1. What They Are
- A series of large-scale forecasting competitions organized by Spyros Makridakis and colleagues.
- Purpose: provide empirical evidence about which forecasting methods work best in practice.
- Each competition released large sets of real-world time series, required participants to generate forecasts, and then compared results using common error metrics.
2. Timeline of M-Competitions
M1 (1982)
- Data: 1001 time series (monthly, quarterly, annual, others).
- Findings:
- No single method dominated.
- Simple methods (Naïve, Exponential Smoothing) performed about as well as complex statistical methods.
M2 (1993)
- Extended dataset, included judgmental forecasts (human expert input).
- Findings:
- Combining statistical + judgmental forecasts improved accuracy.
- Once again, simple statistical models were competitive.
M3 (2000)
- Data: 3003 time series.
- Findings:
- Exponential smoothing (ETS) and ARIMA remained strong.
- Combining forecasts from multiple methods consistently improved performance.

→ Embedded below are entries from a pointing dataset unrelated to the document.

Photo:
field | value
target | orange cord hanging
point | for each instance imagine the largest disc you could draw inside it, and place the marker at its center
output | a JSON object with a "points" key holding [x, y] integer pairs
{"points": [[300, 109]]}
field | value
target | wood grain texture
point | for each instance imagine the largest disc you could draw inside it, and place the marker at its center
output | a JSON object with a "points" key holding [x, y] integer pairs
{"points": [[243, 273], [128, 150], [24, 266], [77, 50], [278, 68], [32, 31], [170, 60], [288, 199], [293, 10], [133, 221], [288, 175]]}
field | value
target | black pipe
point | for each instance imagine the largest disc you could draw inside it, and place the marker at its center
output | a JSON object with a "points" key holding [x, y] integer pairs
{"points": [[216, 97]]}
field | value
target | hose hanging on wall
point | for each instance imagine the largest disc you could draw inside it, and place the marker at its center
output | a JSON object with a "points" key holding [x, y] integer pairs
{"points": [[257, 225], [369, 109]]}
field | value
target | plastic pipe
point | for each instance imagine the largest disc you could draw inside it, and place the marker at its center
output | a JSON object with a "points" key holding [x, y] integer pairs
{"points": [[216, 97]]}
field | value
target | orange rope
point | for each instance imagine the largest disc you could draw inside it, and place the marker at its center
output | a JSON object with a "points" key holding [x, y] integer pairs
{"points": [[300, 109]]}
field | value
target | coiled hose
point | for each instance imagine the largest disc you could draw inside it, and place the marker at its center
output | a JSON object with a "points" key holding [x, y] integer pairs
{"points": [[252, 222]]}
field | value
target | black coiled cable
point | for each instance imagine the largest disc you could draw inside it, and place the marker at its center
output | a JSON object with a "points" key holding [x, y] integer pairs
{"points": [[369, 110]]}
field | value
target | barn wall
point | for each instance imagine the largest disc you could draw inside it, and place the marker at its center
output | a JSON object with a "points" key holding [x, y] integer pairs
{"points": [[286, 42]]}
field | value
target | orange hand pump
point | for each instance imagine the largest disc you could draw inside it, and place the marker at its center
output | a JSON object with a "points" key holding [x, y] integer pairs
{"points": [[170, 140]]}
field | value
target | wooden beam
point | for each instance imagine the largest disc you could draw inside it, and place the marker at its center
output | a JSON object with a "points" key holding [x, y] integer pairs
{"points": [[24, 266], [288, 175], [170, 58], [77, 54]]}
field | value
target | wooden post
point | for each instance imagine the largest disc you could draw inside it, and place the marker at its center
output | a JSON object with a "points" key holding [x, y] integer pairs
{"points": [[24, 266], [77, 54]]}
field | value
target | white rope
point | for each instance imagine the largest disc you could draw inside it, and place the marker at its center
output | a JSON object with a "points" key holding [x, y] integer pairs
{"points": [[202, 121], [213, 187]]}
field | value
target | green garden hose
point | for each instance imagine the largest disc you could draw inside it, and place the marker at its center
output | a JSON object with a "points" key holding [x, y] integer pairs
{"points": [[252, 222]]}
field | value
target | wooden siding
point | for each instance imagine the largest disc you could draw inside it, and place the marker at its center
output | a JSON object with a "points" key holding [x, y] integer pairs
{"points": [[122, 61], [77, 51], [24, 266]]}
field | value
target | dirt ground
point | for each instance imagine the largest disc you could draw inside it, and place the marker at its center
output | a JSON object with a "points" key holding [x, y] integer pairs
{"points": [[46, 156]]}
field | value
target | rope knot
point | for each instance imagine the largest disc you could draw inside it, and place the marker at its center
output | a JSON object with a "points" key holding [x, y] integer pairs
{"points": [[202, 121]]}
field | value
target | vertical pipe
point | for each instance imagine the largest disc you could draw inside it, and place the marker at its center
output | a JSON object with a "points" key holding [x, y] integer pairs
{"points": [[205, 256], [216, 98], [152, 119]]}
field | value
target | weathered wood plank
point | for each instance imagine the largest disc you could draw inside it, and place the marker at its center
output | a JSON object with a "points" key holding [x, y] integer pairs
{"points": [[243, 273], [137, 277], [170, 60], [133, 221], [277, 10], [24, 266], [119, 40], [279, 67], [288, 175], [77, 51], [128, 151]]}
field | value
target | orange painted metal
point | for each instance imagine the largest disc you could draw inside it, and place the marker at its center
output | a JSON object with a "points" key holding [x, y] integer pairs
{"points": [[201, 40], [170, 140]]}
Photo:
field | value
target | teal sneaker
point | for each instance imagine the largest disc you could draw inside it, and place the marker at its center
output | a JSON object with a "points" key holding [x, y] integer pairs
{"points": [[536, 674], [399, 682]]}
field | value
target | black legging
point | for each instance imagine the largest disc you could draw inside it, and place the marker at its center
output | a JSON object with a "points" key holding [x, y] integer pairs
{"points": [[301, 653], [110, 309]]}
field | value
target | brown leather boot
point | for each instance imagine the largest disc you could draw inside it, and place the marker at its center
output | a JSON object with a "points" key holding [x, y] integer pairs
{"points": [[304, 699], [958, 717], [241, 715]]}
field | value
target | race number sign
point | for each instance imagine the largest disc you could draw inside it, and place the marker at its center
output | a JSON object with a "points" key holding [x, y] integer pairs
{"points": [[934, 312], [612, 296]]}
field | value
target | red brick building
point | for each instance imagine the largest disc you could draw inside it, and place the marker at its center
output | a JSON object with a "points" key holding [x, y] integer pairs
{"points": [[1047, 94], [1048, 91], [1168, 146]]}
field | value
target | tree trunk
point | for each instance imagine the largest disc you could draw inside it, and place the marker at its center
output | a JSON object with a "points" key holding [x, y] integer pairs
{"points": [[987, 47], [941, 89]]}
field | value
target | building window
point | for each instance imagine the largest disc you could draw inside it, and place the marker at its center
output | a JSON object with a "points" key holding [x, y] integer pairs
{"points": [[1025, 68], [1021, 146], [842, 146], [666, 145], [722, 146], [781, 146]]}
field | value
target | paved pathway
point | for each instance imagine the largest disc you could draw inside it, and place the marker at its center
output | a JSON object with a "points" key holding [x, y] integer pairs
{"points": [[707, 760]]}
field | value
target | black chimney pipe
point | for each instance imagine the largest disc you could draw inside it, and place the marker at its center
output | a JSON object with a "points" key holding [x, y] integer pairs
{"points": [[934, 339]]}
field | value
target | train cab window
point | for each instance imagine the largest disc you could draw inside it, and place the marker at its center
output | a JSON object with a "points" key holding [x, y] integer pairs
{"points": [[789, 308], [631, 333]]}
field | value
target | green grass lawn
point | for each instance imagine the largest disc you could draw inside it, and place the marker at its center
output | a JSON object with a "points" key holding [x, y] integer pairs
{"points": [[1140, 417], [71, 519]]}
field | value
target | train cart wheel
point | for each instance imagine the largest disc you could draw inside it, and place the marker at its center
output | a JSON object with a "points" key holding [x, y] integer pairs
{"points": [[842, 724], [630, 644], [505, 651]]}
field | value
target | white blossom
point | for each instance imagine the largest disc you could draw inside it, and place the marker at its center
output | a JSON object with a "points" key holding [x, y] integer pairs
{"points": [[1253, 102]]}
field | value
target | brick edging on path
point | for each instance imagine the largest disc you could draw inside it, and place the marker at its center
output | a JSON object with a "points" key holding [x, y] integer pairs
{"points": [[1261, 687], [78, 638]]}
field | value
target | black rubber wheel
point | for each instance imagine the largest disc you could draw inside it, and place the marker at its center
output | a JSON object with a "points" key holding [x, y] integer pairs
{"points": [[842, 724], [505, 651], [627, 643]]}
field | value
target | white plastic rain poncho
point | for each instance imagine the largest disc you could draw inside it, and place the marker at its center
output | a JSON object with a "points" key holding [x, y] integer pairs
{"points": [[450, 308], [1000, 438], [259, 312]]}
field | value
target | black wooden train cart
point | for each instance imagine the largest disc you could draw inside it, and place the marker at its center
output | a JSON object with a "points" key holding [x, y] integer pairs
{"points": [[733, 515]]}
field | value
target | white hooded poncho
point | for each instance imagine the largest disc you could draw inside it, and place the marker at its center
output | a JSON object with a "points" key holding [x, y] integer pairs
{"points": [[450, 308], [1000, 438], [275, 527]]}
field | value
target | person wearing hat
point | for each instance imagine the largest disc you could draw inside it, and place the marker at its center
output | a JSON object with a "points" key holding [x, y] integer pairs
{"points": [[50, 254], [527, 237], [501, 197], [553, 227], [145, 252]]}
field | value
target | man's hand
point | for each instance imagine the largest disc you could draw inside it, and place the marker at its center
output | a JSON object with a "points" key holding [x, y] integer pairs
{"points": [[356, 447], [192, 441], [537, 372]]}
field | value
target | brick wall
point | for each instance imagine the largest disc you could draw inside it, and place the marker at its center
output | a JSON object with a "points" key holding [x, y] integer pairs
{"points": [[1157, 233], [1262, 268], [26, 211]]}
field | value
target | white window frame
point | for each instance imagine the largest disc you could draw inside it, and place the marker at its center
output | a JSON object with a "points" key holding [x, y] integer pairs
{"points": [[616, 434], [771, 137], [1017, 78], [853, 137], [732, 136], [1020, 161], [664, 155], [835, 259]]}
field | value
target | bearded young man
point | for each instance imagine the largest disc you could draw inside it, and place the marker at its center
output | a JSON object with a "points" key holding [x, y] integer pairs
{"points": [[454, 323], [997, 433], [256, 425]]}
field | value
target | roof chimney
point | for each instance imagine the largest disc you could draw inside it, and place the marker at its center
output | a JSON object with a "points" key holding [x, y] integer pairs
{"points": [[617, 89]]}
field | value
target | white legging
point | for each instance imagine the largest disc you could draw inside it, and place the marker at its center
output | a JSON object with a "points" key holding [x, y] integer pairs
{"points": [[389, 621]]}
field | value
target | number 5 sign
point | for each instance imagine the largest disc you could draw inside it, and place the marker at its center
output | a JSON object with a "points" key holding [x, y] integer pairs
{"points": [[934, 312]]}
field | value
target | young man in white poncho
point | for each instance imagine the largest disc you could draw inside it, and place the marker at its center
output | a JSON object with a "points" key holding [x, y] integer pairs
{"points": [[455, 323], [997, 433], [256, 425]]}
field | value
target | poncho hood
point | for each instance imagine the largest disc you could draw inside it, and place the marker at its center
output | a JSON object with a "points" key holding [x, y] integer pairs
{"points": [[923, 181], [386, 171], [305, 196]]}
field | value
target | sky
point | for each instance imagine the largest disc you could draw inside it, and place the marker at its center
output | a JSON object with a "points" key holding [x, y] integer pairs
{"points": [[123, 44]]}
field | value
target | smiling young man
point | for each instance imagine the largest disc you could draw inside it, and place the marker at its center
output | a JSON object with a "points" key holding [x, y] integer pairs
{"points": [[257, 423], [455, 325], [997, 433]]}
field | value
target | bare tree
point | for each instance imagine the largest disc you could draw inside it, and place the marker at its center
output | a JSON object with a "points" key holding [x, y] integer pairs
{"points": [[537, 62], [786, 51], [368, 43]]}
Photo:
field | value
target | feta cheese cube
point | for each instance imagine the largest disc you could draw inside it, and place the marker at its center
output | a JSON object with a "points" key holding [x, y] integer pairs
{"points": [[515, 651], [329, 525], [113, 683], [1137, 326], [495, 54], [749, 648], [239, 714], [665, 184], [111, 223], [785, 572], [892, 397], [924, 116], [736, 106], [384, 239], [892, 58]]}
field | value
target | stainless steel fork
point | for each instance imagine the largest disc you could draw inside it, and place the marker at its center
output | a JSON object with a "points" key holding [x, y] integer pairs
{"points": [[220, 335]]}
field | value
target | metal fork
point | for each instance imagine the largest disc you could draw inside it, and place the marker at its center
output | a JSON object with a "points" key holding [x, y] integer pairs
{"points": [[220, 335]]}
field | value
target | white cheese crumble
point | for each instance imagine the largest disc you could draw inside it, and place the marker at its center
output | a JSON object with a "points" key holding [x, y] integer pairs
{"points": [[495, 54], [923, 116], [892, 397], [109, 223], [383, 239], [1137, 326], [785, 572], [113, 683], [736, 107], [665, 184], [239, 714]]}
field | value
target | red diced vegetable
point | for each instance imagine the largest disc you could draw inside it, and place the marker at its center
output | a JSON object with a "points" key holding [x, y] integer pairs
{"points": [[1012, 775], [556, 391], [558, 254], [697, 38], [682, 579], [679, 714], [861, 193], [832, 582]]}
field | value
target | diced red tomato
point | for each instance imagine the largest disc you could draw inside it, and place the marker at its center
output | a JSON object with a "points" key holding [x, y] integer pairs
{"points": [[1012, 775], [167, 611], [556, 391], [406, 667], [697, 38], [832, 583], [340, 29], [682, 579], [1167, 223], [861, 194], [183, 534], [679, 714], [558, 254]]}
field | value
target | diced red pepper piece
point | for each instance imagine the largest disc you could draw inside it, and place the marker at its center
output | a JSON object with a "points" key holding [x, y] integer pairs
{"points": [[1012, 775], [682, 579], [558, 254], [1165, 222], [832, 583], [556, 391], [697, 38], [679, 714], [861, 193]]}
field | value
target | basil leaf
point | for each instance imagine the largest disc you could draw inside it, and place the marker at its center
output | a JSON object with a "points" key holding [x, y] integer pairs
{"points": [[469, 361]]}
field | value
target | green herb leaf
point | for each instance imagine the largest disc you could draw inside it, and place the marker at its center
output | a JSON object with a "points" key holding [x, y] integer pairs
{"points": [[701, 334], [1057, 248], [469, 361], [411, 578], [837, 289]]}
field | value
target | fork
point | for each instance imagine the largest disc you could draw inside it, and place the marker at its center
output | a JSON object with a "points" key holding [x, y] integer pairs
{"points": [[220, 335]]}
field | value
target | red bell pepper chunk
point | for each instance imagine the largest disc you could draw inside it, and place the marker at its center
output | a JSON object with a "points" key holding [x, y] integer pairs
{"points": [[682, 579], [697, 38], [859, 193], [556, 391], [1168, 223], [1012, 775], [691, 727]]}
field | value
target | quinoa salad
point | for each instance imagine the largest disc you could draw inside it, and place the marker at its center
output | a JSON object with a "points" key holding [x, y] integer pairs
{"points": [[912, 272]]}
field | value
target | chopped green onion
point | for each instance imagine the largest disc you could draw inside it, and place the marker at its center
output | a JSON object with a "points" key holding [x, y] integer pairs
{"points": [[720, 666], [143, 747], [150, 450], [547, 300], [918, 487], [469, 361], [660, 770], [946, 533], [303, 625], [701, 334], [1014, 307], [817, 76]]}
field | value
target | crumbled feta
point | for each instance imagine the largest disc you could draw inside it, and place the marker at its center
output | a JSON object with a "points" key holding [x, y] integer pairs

- Highlighted importance of forecasting accuracy measurement across diverse data.
M4 (2018)
- Data: 100,000 time series (largest so far).
- Findings:
- Hybrid methods (statistical + machine learning) outperformed pure ML or pure statistical methods.
- Forecast combinations again proved superior.
- Showed the growing role of ensembles.
M5 (2020, hosted on Kaggle)
- Data: Walmart’s hierarchical sales (tens of thousands of SKUs).
- Focus: probabilistic forecasting (not just point forecasts).
- Findings:
- Machine learning (especially Gradient Boosting: LightGBM, XGBoost) performed very well.
- Best methods combined ML + time series reconciliation (ensuring consistency across product hierarchy).
- Probabilistic forecasts (quantiles, intervals) became the new standard.
3. Key Lessons Across M-Competitions
- No universal winner — model performance depends on data characteristics.
- Simple benchmarks (Naïve, ETS, ARIMA) are strong baselines and must always be included.
- Combining forecasts (ensembles) nearly always improves performance.
- Hybrid approaches (statistical + ML) outperform pure methods.
- Increasing focus on probabilistic forecasting (not just point predictions).
- Competitions provide real-world validation for methods, beyond theory.
4. Impact
- Reshaped forecasting research by emphasizing empirical evidence over theory alone.
- Encouraged adoption of simple methods and forecast combinations in industry.
- Inspired modern ML competitions (like Kaggle’s forecasting challenges).
Summary:
The M-competitions (M1–M5) are landmark forecasting competitions that showed:
- Simple methods (ETS, ARIMA) are tough baselines.
- Combining forecasts improves accuracy.
- Hybrid statistical + ML methods dominate modern forecasting.
- Probabilistic forecasting is the new standard.